Just Software Solutions

Blog Archive for / webdesign /

How Search Engines See Keywords

Friday, 25 July 2008

Jennifer Laycock's recent post on How Search Engines See Keywords over at Search Engine Guide really surprised me. It harks back to the 1990s, with talk of keyword density, and doesn't match my understanding of modern search engines at all. It especially surprised me given the author: I felt that Jennifer was pretty savvy about these things. Maybe I'm just missing something really crucial.
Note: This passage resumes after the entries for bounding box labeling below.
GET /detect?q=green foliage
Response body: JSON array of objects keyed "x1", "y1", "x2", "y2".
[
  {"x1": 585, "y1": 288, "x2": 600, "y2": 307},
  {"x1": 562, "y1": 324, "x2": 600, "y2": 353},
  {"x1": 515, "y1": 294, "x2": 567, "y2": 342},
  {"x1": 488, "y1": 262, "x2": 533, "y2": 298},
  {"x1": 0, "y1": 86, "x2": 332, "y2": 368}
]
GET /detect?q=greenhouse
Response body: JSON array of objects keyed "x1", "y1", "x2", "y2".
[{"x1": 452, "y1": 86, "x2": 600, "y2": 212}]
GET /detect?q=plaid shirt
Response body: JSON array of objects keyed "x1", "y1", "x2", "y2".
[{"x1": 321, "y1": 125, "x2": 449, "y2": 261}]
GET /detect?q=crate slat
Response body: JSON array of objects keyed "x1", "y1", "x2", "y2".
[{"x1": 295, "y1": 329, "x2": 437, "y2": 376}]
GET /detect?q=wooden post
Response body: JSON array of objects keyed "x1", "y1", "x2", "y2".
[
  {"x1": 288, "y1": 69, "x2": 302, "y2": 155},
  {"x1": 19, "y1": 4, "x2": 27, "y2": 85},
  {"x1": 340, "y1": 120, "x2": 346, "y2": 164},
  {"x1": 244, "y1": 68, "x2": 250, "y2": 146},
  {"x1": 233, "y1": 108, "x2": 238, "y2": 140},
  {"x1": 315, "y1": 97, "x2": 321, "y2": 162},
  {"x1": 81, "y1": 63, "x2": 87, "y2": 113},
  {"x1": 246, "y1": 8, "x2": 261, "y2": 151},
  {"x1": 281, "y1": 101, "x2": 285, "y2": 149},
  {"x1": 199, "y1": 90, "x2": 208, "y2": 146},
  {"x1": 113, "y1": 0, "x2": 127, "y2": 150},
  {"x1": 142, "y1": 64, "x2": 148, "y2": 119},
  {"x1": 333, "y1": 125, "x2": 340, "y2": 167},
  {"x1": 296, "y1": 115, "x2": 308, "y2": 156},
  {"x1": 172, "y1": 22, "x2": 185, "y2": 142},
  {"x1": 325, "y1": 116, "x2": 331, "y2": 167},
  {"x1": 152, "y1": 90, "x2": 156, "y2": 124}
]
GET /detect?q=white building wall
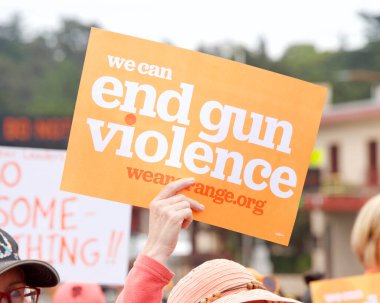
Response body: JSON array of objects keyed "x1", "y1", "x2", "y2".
[{"x1": 315, "y1": 119, "x2": 380, "y2": 185}]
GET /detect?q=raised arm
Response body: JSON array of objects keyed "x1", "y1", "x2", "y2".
[{"x1": 116, "y1": 178, "x2": 204, "y2": 303}]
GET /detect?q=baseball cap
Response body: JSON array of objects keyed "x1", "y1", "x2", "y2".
[
  {"x1": 168, "y1": 259, "x2": 299, "y2": 303},
  {"x1": 53, "y1": 282, "x2": 106, "y2": 303},
  {"x1": 0, "y1": 229, "x2": 59, "y2": 287}
]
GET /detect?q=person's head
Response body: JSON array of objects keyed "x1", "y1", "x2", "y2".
[
  {"x1": 0, "y1": 229, "x2": 59, "y2": 303},
  {"x1": 168, "y1": 259, "x2": 298, "y2": 303},
  {"x1": 351, "y1": 195, "x2": 380, "y2": 271},
  {"x1": 53, "y1": 282, "x2": 106, "y2": 303}
]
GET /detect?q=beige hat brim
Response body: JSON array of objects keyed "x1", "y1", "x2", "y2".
[{"x1": 213, "y1": 289, "x2": 301, "y2": 303}]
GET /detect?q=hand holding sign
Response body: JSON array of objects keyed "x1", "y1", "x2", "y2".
[{"x1": 144, "y1": 178, "x2": 204, "y2": 263}]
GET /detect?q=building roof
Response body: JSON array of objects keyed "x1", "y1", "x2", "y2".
[
  {"x1": 303, "y1": 194, "x2": 371, "y2": 212},
  {"x1": 321, "y1": 99, "x2": 380, "y2": 126}
]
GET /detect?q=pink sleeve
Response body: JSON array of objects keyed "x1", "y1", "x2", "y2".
[{"x1": 116, "y1": 255, "x2": 174, "y2": 303}]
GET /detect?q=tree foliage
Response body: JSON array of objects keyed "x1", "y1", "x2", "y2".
[{"x1": 0, "y1": 13, "x2": 380, "y2": 116}]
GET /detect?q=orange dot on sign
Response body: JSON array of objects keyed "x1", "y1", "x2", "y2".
[{"x1": 124, "y1": 114, "x2": 136, "y2": 125}]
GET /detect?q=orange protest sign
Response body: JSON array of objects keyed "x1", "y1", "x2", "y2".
[
  {"x1": 311, "y1": 274, "x2": 380, "y2": 303},
  {"x1": 61, "y1": 29, "x2": 326, "y2": 244}
]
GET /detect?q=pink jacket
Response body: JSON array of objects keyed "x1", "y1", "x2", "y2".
[{"x1": 116, "y1": 255, "x2": 174, "y2": 303}]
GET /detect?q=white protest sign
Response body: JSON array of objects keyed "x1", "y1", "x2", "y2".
[{"x1": 0, "y1": 147, "x2": 131, "y2": 285}]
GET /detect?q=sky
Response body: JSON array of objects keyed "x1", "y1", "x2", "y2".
[{"x1": 0, "y1": 0, "x2": 380, "y2": 58}]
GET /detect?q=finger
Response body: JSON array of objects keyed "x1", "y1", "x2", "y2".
[
  {"x1": 154, "y1": 178, "x2": 195, "y2": 200},
  {"x1": 178, "y1": 208, "x2": 193, "y2": 229},
  {"x1": 161, "y1": 194, "x2": 205, "y2": 211}
]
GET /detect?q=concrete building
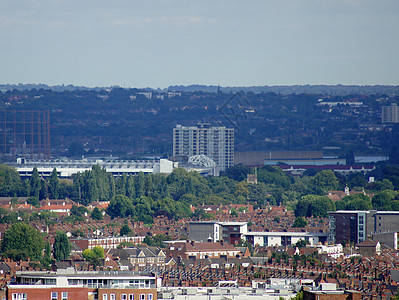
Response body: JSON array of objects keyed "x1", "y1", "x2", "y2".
[
  {"x1": 109, "y1": 246, "x2": 166, "y2": 267},
  {"x1": 8, "y1": 158, "x2": 177, "y2": 178},
  {"x1": 244, "y1": 232, "x2": 328, "y2": 247},
  {"x1": 7, "y1": 269, "x2": 160, "y2": 300},
  {"x1": 166, "y1": 241, "x2": 241, "y2": 259},
  {"x1": 382, "y1": 103, "x2": 399, "y2": 123},
  {"x1": 189, "y1": 221, "x2": 248, "y2": 244},
  {"x1": 371, "y1": 231, "x2": 399, "y2": 250},
  {"x1": 173, "y1": 123, "x2": 234, "y2": 171},
  {"x1": 328, "y1": 210, "x2": 399, "y2": 244},
  {"x1": 69, "y1": 236, "x2": 144, "y2": 250}
]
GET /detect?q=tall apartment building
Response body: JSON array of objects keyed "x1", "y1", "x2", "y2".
[
  {"x1": 328, "y1": 210, "x2": 399, "y2": 244},
  {"x1": 382, "y1": 103, "x2": 399, "y2": 123},
  {"x1": 173, "y1": 123, "x2": 234, "y2": 171}
]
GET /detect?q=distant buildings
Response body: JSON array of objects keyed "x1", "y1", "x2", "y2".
[
  {"x1": 7, "y1": 269, "x2": 157, "y2": 300},
  {"x1": 173, "y1": 123, "x2": 234, "y2": 171},
  {"x1": 189, "y1": 221, "x2": 248, "y2": 244},
  {"x1": 70, "y1": 236, "x2": 144, "y2": 250},
  {"x1": 8, "y1": 158, "x2": 177, "y2": 178},
  {"x1": 382, "y1": 103, "x2": 399, "y2": 123},
  {"x1": 166, "y1": 241, "x2": 241, "y2": 259},
  {"x1": 328, "y1": 210, "x2": 399, "y2": 244},
  {"x1": 245, "y1": 232, "x2": 328, "y2": 247}
]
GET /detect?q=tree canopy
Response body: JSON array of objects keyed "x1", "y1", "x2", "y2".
[{"x1": 1, "y1": 222, "x2": 44, "y2": 260}]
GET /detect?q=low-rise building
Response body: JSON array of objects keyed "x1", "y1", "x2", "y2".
[
  {"x1": 69, "y1": 236, "x2": 144, "y2": 250},
  {"x1": 110, "y1": 247, "x2": 166, "y2": 267},
  {"x1": 189, "y1": 221, "x2": 248, "y2": 244},
  {"x1": 7, "y1": 269, "x2": 159, "y2": 300},
  {"x1": 244, "y1": 232, "x2": 328, "y2": 247},
  {"x1": 166, "y1": 241, "x2": 241, "y2": 259}
]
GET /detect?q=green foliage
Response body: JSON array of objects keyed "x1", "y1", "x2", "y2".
[
  {"x1": 42, "y1": 241, "x2": 51, "y2": 268},
  {"x1": 53, "y1": 231, "x2": 72, "y2": 261},
  {"x1": 82, "y1": 246, "x2": 105, "y2": 267},
  {"x1": 192, "y1": 208, "x2": 215, "y2": 220},
  {"x1": 292, "y1": 217, "x2": 308, "y2": 228},
  {"x1": 294, "y1": 195, "x2": 335, "y2": 218},
  {"x1": 70, "y1": 205, "x2": 87, "y2": 217},
  {"x1": 310, "y1": 170, "x2": 338, "y2": 195},
  {"x1": 366, "y1": 179, "x2": 394, "y2": 192},
  {"x1": 371, "y1": 190, "x2": 396, "y2": 210},
  {"x1": 335, "y1": 194, "x2": 373, "y2": 210},
  {"x1": 257, "y1": 166, "x2": 293, "y2": 189},
  {"x1": 1, "y1": 222, "x2": 44, "y2": 260},
  {"x1": 107, "y1": 195, "x2": 134, "y2": 219},
  {"x1": 223, "y1": 165, "x2": 251, "y2": 181},
  {"x1": 49, "y1": 168, "x2": 60, "y2": 199},
  {"x1": 0, "y1": 164, "x2": 24, "y2": 197}
]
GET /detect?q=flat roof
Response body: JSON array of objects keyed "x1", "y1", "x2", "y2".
[
  {"x1": 244, "y1": 231, "x2": 328, "y2": 237},
  {"x1": 16, "y1": 269, "x2": 155, "y2": 279}
]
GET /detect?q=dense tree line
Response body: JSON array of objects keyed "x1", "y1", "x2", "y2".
[
  {"x1": 0, "y1": 165, "x2": 399, "y2": 223},
  {"x1": 0, "y1": 87, "x2": 399, "y2": 157}
]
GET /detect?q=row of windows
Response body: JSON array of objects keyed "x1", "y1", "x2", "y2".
[
  {"x1": 12, "y1": 292, "x2": 68, "y2": 300},
  {"x1": 51, "y1": 292, "x2": 68, "y2": 300},
  {"x1": 102, "y1": 294, "x2": 154, "y2": 300}
]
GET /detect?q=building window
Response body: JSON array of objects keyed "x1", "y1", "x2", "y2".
[{"x1": 12, "y1": 293, "x2": 28, "y2": 300}]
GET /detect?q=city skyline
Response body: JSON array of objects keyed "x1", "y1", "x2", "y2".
[{"x1": 0, "y1": 0, "x2": 399, "y2": 88}]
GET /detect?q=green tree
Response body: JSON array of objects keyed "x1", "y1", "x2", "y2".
[
  {"x1": 223, "y1": 165, "x2": 251, "y2": 181},
  {"x1": 53, "y1": 231, "x2": 71, "y2": 261},
  {"x1": 1, "y1": 223, "x2": 44, "y2": 260},
  {"x1": 107, "y1": 195, "x2": 134, "y2": 219},
  {"x1": 371, "y1": 190, "x2": 395, "y2": 210},
  {"x1": 0, "y1": 164, "x2": 22, "y2": 197},
  {"x1": 311, "y1": 170, "x2": 338, "y2": 195},
  {"x1": 82, "y1": 246, "x2": 105, "y2": 267},
  {"x1": 42, "y1": 241, "x2": 51, "y2": 268},
  {"x1": 30, "y1": 167, "x2": 42, "y2": 199}
]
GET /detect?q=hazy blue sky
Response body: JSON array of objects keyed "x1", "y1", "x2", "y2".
[{"x1": 0, "y1": 0, "x2": 399, "y2": 88}]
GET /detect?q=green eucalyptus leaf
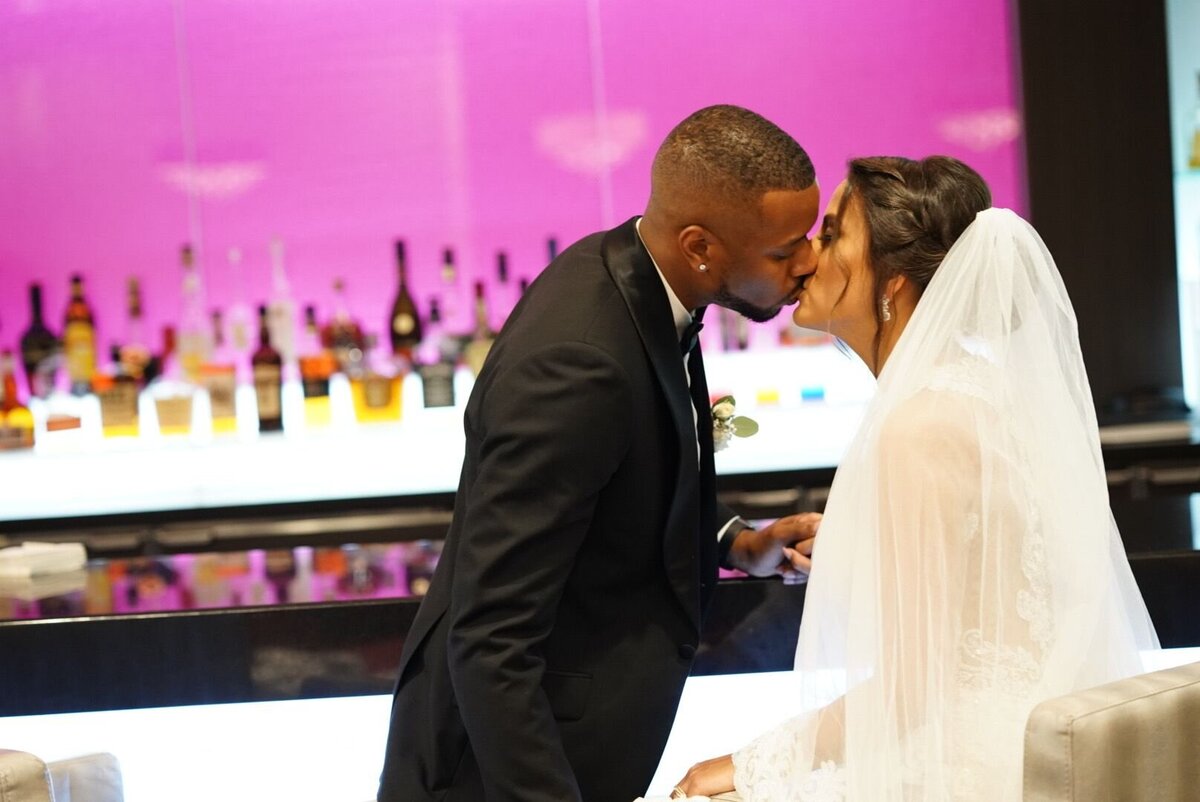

Anyway, my understanding is that the search engines index each and every word on your page, and store a count of each word and phrase. If you say "rubber balls" three times, it doesn't matter if you also say "red marbles" three times: the engines don't assign "keywords" to a page, they find pages that match what the user types. This is why if I include a random phrase on a web page exactly once, and then search for that phrase then my page will likely show up in the results (assuming my phrase was sufficiently uncommon), even though other phrases might appear more often on the same page.

Once the engine has found the pages that contain the phrase that users have searched for (whether in content, or in links to that page), the search engine then ranks those pages to decide what to show. The ranking will use things like the number of times the phrase appears on the page, whether it appears in the title, in headings, links, <strong> tags or just in plain text, how many other pages link to that page with that phrase, and all the usual stuff.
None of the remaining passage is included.